White Snow, Bright Snow by Alvin Tresselt, illustrated by Roger Duvoisin
Rating: two stars (out of four)
I liked the way that this book was written, with a poetic short of lilt. But what I found slightly annoying was that some of the pages were hard to read because the font of the words was black and the pages were dark gray. Other then that I thought this was a fairly enjoyable read.
This was a fairly cute little story, I liked the contrast between the two mothers and how it was almost the exact same text, making it a more enjoyable read. The illustrations were nice, but still, not a book that I'd buy.

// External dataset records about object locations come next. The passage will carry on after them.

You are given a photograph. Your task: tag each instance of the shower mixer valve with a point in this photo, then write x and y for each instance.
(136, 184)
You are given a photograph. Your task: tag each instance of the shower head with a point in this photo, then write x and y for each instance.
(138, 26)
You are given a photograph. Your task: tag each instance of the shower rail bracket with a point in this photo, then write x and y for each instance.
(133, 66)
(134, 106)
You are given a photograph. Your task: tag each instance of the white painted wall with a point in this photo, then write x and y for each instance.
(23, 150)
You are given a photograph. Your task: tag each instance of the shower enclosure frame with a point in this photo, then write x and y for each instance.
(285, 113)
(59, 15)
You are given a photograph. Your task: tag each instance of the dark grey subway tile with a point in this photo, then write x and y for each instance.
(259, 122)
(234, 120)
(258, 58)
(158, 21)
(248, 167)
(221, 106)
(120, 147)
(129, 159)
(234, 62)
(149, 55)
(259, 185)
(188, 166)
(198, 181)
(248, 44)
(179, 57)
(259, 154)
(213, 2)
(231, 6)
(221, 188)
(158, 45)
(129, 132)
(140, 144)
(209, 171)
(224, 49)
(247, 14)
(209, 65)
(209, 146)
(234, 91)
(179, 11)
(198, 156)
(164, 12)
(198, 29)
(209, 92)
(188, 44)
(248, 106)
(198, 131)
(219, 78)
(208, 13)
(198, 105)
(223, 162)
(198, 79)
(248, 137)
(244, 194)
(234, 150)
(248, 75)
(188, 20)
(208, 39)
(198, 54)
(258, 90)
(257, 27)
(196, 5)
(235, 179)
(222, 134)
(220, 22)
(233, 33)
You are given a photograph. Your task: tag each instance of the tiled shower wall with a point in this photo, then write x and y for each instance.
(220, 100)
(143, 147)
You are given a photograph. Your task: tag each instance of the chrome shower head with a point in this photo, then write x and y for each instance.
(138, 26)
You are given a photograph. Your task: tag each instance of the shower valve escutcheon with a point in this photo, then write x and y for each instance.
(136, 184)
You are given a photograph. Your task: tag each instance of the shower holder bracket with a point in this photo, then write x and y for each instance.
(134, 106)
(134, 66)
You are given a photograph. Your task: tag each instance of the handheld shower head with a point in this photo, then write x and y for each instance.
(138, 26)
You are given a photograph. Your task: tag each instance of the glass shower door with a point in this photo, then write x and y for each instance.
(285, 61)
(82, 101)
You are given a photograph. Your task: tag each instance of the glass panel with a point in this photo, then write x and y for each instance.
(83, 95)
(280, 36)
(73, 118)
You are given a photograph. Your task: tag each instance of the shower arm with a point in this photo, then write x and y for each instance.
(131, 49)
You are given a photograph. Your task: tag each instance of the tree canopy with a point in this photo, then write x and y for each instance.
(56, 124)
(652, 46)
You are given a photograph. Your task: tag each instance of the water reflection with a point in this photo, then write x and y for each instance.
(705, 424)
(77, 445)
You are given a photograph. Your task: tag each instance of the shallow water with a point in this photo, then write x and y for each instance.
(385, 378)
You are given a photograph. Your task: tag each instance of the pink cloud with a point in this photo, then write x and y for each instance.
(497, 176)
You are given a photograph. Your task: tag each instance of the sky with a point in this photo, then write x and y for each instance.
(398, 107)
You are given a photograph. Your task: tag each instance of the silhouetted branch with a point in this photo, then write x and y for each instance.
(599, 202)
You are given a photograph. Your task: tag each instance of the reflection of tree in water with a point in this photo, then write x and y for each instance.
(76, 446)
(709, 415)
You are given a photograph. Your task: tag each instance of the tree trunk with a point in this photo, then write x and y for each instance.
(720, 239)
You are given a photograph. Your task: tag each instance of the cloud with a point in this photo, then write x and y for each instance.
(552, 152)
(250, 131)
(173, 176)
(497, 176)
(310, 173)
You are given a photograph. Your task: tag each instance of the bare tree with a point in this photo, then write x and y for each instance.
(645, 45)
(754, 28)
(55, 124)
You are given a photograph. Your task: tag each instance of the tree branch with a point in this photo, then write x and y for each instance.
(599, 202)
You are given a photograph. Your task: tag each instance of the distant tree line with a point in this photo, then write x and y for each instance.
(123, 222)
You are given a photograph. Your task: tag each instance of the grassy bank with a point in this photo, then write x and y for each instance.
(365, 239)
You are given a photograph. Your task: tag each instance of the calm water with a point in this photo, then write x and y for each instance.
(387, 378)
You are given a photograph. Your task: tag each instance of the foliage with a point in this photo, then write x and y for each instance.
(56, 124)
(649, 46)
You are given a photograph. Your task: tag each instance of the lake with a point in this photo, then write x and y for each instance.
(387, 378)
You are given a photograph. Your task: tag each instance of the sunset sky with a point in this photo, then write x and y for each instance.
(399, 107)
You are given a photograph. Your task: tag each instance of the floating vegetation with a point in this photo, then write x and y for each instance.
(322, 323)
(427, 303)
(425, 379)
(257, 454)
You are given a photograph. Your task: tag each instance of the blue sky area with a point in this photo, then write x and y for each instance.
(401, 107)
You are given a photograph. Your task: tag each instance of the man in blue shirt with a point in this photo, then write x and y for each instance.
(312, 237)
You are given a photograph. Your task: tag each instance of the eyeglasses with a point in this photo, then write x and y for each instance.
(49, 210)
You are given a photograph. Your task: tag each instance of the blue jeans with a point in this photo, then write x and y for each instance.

The idea for this story was a nice one, but I didn't feel like it was interesting enough to entertain as a story. The pictures were lovely, but I just couldn't get into this book, and I felt that it was even a little boring.
I was not impressed with this story, it went on and on and then abruptly ended, leaving you wondering what was really the point. The illustrations weren't my taste either, all in all, you can definitely skip this book.
I know that zero stars is a little harsh, but when I put this book along side some of the books that I had given one star, it just wasn't up to par. I did not enjoy this book, it was annoying how the dogs weren't smart enough to see that they were being duped and then at the end they finally band together and beat up another dog, not my idea of a good children's book. I don't recommend this book at all, the worst Caldecott Medal I have read thus far.
This books whimsical tale about what it takes to make a Super-dee-Dooper-dee-Booper Special de luxe a-la-Peter T. Hooper! You journey to foreign lands to find the best eggs and avoid the birds that are cranky and have eggs that taste like the inside of a fiddle. A delightful rhyming book that you can't help but smile when you read.
I didn't care for this story, it seemed a little disjointed, especially when they would stop mid-sentence, making you have to turn the page to read the rest, and finding 2 pages of illustrations, you want to finish the sentence, but you also want to study the artwork. Poor layout and not enough of a interesting story plot make this book one you can easily skip.
The moral of the story was good, but I didn't care for how it was reached, or the long introduction to the characters and other random people who weren't really included in the rest of the story. The pictures were pretty nice, but still not a book I'm planning on reading again.
I liked the theme of this book, that sometimes we judge people before getting to know them, labeling them a certain way because we don't understand them. I wasn't too impressed with the story itself and felt that there were a couple parts that seemed a tad bit on the unrealistic side. It had a happy ending though, and had a positive message.
The Storm Book by Charlotte Zolotow, illustrated by Margaret Bloy Graham
Rating: three stars (out of four)
What I loved most about this book was the author's imagery. She could paint a picture with words, and have it still be understandable to children. The way she described the scenery around the farm and the way the rain pummeled down from the sky was lovely. I enjoyed reading this book and would definitely recommend it.